I went back to my base and processed back in. By now I was minus my new car which I had
sold when I got my orders, so I borrowed a bicycle, and bummed rides for a month and then
bought a 12 year old Volkswagen for $90 and fixed it up a little.

It was definitely a slow-mover, 40 knots max speed with a tail wind. I Think it had bad rings and
valves. I was collecting things that were falling off of it. I invested in 4 new tires and seat belts,
and a little paint. I had thought of equipping it with a drag chute, but figured the top speed didn't
warrant one and it would get tedious repacking it at every stop sign. The car was 12 years old,
had a 6 volt electrical system, no gas gauge, and the heater didn't work. The front lid didn't close
all the way, I had it tied down with an old spark plug cable, and the cold wind used to whistle through
the hole in the dashboard where the radio was supposed to be. After I replaced the spark plugs and
cables and the ignition coil, it quit stalling every few miles and eventually took me to Arizona and back.

 

 

 

 

Winter 1971

Intelligence was still a critical specialty, and I was still a volunteer for the war, so I soon had
another assignment pop out of personnel. This one was kind of "spooky" (literally) I've forgotten
the name of the organization, which is just as well, as something might happen to me if I
mentioned it. It was in Saigon and involved "Human Intelligence" (or HUMINT) the gathering
of intelligence information from cooperative or uncooperative human sources through overt
or covert means. There were no uniforms to be worn - we had a special clothing allowance
to keep us supplied with black trousers and white shirts. - This was long before the movie
"Men in Black" came out, but there it was...

 

My orders specified that I was to stop enroute to San Francisco at Fort Huachuca, AZ
where the US Army had an Intel training school. Presumably, I would have learned many
useful techniques for collecting information from people who do not wish to give up their
information.

I never did attend any classes because when I reported to the USAF orderly room to
sign in, the First Sergeant greeted me with: "Oh, you're the guy who had his orders
cancelled." - Seems that there was a reduction in manning at the place I was going,
and one of the eliminated positions was me.

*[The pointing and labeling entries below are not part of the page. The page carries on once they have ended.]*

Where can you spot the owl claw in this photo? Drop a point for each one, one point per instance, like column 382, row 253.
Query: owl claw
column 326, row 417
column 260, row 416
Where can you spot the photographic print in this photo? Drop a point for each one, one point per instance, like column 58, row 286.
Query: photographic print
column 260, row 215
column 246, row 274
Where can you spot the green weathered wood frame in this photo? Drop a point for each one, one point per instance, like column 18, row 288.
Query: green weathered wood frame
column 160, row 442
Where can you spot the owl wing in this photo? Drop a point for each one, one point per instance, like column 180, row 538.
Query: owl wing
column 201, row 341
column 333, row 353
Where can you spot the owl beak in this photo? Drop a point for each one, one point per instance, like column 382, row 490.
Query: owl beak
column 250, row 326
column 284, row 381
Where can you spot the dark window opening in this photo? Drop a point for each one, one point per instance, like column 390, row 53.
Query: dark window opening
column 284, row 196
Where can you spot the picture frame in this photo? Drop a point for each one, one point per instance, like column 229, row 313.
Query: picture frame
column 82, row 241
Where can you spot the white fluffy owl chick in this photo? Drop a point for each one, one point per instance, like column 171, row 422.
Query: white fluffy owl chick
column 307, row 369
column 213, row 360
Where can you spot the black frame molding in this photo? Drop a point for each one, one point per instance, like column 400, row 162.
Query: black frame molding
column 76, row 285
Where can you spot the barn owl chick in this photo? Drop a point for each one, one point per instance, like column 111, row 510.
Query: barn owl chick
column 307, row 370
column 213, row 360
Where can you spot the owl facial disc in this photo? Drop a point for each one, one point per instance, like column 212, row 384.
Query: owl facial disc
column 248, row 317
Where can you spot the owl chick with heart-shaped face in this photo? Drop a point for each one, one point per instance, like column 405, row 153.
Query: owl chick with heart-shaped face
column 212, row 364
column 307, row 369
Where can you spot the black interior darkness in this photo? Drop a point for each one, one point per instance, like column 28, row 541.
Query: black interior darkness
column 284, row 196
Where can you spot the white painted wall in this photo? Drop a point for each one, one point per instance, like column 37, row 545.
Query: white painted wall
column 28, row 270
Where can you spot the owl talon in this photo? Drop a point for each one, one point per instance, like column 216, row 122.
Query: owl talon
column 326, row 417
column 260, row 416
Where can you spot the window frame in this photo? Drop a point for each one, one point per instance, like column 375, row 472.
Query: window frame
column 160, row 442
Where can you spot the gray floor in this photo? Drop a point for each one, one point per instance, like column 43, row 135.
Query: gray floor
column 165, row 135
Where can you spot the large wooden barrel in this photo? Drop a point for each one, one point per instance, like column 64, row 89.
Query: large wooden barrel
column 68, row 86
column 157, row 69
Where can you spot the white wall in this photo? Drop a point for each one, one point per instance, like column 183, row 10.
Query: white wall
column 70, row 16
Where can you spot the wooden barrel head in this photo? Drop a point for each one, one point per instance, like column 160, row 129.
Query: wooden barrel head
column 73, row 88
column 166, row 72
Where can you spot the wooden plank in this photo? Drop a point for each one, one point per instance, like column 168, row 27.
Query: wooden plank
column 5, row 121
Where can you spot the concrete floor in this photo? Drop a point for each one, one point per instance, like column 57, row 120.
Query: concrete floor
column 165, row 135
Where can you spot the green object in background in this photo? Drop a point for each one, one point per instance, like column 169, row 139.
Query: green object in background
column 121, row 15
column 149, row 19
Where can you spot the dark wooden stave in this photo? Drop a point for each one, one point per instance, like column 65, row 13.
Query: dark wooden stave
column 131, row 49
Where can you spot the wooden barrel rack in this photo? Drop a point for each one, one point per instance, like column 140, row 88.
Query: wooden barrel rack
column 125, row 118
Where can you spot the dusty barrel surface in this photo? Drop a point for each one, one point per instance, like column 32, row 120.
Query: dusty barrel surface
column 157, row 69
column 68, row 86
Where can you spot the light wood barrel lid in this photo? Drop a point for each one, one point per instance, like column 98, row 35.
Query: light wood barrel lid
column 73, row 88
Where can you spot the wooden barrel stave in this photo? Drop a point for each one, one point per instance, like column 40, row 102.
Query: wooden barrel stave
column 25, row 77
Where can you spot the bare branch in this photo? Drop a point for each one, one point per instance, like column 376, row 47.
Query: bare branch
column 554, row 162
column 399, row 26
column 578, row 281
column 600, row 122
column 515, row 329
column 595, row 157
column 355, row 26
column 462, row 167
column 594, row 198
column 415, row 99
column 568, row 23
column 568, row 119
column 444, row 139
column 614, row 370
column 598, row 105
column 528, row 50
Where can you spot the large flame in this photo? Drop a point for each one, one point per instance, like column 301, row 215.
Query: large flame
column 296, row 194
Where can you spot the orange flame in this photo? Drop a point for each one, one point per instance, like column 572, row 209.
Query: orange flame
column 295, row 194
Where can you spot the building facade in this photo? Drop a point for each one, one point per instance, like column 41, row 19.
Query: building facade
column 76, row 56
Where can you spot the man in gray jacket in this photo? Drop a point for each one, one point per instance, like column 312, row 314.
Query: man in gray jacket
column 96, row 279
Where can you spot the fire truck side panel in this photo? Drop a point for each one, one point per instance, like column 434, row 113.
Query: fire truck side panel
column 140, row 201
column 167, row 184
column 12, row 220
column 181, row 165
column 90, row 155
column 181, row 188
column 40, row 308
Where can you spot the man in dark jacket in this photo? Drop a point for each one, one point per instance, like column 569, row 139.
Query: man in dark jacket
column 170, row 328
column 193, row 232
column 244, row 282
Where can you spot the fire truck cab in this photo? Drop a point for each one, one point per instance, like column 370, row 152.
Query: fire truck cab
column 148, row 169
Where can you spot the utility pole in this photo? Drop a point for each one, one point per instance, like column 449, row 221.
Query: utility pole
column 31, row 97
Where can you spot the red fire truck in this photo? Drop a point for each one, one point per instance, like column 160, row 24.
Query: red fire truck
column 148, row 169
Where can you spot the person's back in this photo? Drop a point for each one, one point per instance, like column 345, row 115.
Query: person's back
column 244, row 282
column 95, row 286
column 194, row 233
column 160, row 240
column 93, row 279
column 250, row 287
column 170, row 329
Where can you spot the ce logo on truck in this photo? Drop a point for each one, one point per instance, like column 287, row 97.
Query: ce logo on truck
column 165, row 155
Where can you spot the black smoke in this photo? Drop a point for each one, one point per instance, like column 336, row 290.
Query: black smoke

Fortunately, I never burn bridges behind me, I called my boss who I had recently left,
and asked if I could have my job back. He said okay, so I fired up the 40 knot wonder
and headed East.

 

 

 

Summer 1972

Intelligence remained a critical skill and I remained a volunteer to get out of the peacetime
Air Force. Five months later personnel popped out a beautiful set of orders to go work at
the 56th Special Operations Wing at Nakhon Phanom Royal Thai AFB, Thailand. This outfit
had just been in the intel message traffic when their rescue helicopters and escort fighters
pulled a downed pilot out of the Hanoi suburbs despite defenses that included artillery, missiles,
small arms, machine guns and MiGs. This was my kind of outfit. I wanted to work with people
who got things done. I wanted to work with heroes.

I kept my fingers crossed all the way to Thailand. This assignment didn't get cancelled and it was
the best assignment of my entire Air Force Career.